Trying to push the darkness away is the wrong approach. Wallowing in it does no good. I realized what I need to do is acknowledge it, as a very legitimate part of who I am and how I’m feeling on a particular day, and then turn away from it. Turn away from it and pull at the light.
And that’s exactly what I did this afternoon. I set aside those feelings of loneliness and dissatisfaction, and turned toward my girls. We worked on some Valentines for some of the special people we know. We packed up our stuff and headed off to the pool. We swam and played and giggled. I could feel the darkness receding. Sitting here now, only hours later, it’s almost difficult to remember that lonely feeling I woke up with.
I feel like I’ve made some kind of major breakthrough here.
I know that every day isn’t going to be perfect. I was victorious over my black mood today. Next week, I might not be so lucky. The important thing is, I know, without a doubt, that it can be done. And it can be done by me - all on my own – with only a few encouraging words from the outside.
And dammit, if I can do it once, then I can do it again. A million times, if need be.
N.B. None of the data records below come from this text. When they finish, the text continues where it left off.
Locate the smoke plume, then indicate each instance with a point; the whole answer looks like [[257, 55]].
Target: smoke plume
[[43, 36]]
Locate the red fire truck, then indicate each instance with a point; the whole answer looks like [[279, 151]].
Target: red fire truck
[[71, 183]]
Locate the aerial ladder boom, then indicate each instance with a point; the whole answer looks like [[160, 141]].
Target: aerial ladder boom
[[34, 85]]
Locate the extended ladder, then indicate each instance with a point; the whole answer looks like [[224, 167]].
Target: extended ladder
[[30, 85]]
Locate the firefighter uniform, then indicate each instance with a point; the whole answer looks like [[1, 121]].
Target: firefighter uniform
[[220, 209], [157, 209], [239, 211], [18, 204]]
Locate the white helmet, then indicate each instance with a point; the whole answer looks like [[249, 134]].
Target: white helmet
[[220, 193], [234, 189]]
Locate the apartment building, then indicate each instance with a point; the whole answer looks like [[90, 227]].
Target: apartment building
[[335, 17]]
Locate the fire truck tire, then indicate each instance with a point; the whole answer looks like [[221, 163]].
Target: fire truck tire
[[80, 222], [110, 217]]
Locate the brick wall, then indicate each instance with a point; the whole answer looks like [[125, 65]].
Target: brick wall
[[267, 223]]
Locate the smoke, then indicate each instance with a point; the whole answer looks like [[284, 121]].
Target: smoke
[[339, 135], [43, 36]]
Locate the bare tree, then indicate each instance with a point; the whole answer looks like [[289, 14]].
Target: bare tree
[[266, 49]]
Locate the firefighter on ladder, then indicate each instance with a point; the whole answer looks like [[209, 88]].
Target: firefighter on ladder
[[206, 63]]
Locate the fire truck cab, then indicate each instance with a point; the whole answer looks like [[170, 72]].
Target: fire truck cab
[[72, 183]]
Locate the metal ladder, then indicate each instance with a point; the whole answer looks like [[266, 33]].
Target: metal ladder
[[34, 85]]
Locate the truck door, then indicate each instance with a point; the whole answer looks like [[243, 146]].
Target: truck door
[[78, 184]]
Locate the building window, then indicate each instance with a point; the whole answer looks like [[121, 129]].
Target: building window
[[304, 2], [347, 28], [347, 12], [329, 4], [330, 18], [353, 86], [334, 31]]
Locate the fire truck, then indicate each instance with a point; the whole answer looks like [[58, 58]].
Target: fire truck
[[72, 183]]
I will respect the darkness as a part of myself, but I will continue to pull at the light with every ounce of strength that I have.
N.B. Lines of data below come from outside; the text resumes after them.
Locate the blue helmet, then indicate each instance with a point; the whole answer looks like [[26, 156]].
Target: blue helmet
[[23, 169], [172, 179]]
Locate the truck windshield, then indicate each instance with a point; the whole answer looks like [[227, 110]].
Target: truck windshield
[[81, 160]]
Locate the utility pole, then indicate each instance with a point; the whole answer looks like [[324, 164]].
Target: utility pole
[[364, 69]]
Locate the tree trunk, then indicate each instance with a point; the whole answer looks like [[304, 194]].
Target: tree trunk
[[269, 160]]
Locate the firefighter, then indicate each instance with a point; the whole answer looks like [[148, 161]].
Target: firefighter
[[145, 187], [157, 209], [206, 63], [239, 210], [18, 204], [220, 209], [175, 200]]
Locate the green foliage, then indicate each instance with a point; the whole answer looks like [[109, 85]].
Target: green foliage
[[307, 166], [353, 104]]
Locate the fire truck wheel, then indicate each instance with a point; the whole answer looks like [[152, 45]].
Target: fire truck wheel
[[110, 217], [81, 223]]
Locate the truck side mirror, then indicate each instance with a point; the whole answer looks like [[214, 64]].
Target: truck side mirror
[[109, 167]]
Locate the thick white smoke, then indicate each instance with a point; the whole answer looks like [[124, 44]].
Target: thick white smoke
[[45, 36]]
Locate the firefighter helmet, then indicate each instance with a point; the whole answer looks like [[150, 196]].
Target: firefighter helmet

It’s been six nights that we’ve been apart, and we have six more to go until we see each other again. You wanna hear something funny, though? I’m not really missing you that much. Not today anyhow.
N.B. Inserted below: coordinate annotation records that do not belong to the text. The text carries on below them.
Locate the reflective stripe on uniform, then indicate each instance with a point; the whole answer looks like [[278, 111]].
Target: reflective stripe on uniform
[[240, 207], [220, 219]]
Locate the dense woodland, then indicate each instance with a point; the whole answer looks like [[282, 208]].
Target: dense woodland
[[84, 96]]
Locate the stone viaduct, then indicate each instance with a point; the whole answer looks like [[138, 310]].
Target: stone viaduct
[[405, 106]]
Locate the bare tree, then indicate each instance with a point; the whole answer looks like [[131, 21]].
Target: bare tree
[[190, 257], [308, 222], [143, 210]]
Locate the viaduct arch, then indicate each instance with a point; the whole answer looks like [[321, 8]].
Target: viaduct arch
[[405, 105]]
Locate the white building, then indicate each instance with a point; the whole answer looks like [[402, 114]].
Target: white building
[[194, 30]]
Last night my girls and I had our Friday night sleepover – we had nachos and a movie and then we all went to bed together for some snuggles and giggles. We woke up this morning and played together in my bed for a while, and then got up and enjoyed a pancake breakfast while watching last week’s episodes of “American Idol” together.
I am enjoying my girls – and most of all, I am enjoying our time alone together. This morning I had the overwhelming sense that I need to enjoy these “alone times” while the girls and I have them, because they are not forever.
Please don’t get me wrong – you know how I feel about you, and how much I want you here with us. I know that I need to practice patience and wait for things to fall into place. In the meantime, I am going to enjoy these precious moments with my girls. Some day, we will be overflowing with memories of the four of us together, but in the meantime, I can be perfectly happy with being just three.
But tomorrow? Tomorrow might be a different story. heh.